The course was established in 1965, making it the oldest summer university in Slovakia. This year, 160 participants from 35 countries all around the world are attending, including from as far away as Japan, Israel, Taiwan, Malaysia and China. Demand far exceeds space in the courses, Jana Pekarovičová, the director of Studia Academica Slovaca, told the press.
Students are divided according to competence levels, with beginners and pre-intermediate students in one group, and intermediate and upper-intermediate students in the other. Lectures are offered both in Slovak and in foreign languages for participants with a lower level of language competence. This year the main focus of the lectures is Slovakia’s cultural heritage and the legacy of Ss Cyril and Methodius.
In addition to the language courses and lectures, participants can take part in the optional programme that includes workshops where they explore Slovak culture. They take part in interactive seminars and have a chance to practice singing Slovak national songs, dancing, creative writing, theatre, photography or watching Slovak films. There is also a three day cultural field trip to Považie, Orava, Spiš and Liptov regions. As for getting to know the history, the students will have a chance to visit Devín Castle, the city of Nitra and the parish there, which is historically tied with the two Thessaloniki brothers Cyril and Methodius.

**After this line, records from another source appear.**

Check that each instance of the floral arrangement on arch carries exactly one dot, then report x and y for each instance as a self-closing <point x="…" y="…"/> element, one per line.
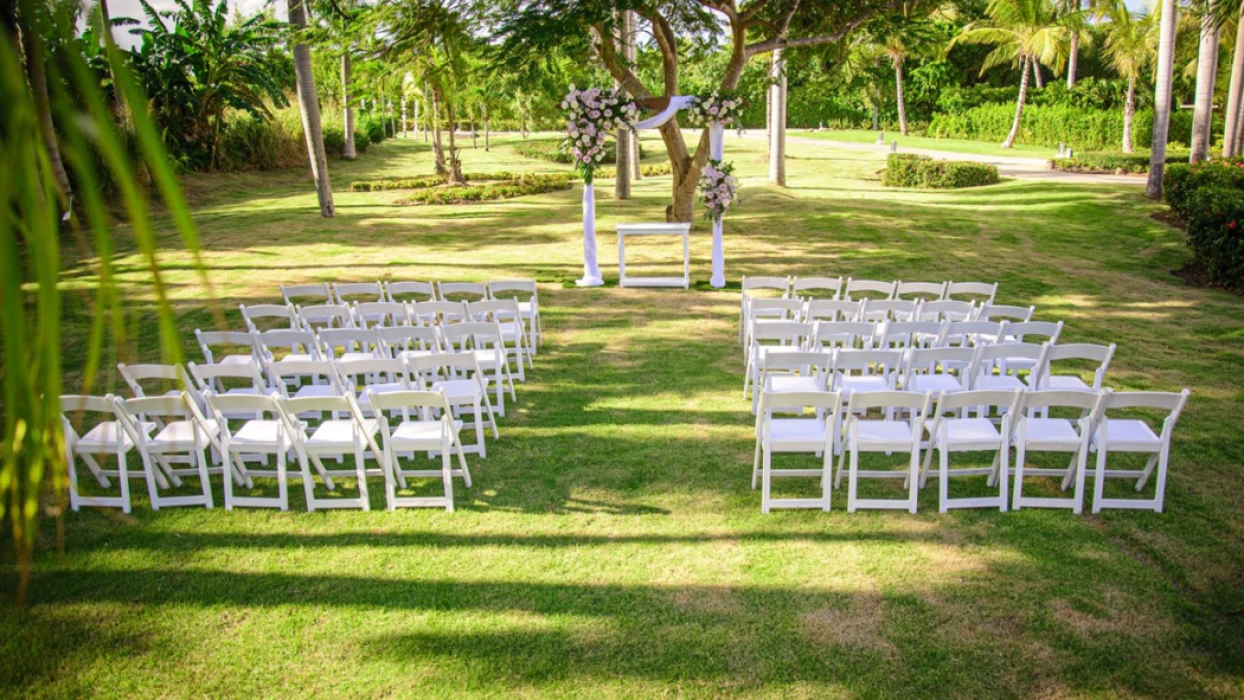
<point x="714" y="108"/>
<point x="592" y="115"/>
<point x="719" y="188"/>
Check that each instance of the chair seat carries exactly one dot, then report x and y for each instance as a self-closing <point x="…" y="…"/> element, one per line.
<point x="181" y="435"/>
<point x="340" y="433"/>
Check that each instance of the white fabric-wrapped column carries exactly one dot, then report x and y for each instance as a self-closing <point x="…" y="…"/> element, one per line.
<point x="717" y="152"/>
<point x="591" y="270"/>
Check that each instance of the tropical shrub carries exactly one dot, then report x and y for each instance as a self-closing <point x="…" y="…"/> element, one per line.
<point x="911" y="170"/>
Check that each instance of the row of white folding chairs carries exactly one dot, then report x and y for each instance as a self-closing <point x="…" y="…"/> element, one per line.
<point x="849" y="289"/>
<point x="911" y="422"/>
<point x="896" y="336"/>
<point x="174" y="429"/>
<point x="389" y="313"/>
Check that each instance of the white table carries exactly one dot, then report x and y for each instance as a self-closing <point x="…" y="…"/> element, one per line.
<point x="654" y="230"/>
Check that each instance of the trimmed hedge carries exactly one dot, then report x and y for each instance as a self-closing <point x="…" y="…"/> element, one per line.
<point x="911" y="170"/>
<point x="521" y="185"/>
<point x="1082" y="129"/>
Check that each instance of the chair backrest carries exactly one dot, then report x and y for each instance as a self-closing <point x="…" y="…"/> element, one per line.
<point x="478" y="290"/>
<point x="408" y="290"/>
<point x="928" y="291"/>
<point x="947" y="310"/>
<point x="831" y="310"/>
<point x="985" y="290"/>
<point x="850" y="335"/>
<point x="319" y="292"/>
<point x="378" y="313"/>
<point x="999" y="312"/>
<point x="348" y="340"/>
<point x="224" y="340"/>
<point x="255" y="315"/>
<point x="888" y="310"/>
<point x="368" y="291"/>
<point x="815" y="286"/>
<point x="134" y="376"/>
<point x="325" y="316"/>
<point x="861" y="289"/>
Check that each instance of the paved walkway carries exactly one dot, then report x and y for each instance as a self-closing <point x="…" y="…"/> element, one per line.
<point x="1008" y="165"/>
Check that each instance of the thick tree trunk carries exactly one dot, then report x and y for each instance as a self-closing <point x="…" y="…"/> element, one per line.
<point x="1230" y="132"/>
<point x="1162" y="76"/>
<point x="310" y="107"/>
<point x="1019" y="103"/>
<point x="902" y="107"/>
<point x="348" y="152"/>
<point x="778" y="132"/>
<point x="1128" y="115"/>
<point x="1207" y="75"/>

Most participants in the summer course are students of Slovak language or Slavonic languages. Students often return in multiple years to continue developing their skills. They may very well need the extra practice. Elizabeth, a freelance interpreter from Germany, speaks five languages and claims that Slovak is “the hardest language I have ever studied.”
Juraj, a student of Slovak from Budapest with Slovak roots, agreed that the language is difficult.
“Slovak is that kind of language that requires some time to learn and it has its complications,” Juraj told The Slovak Spectator.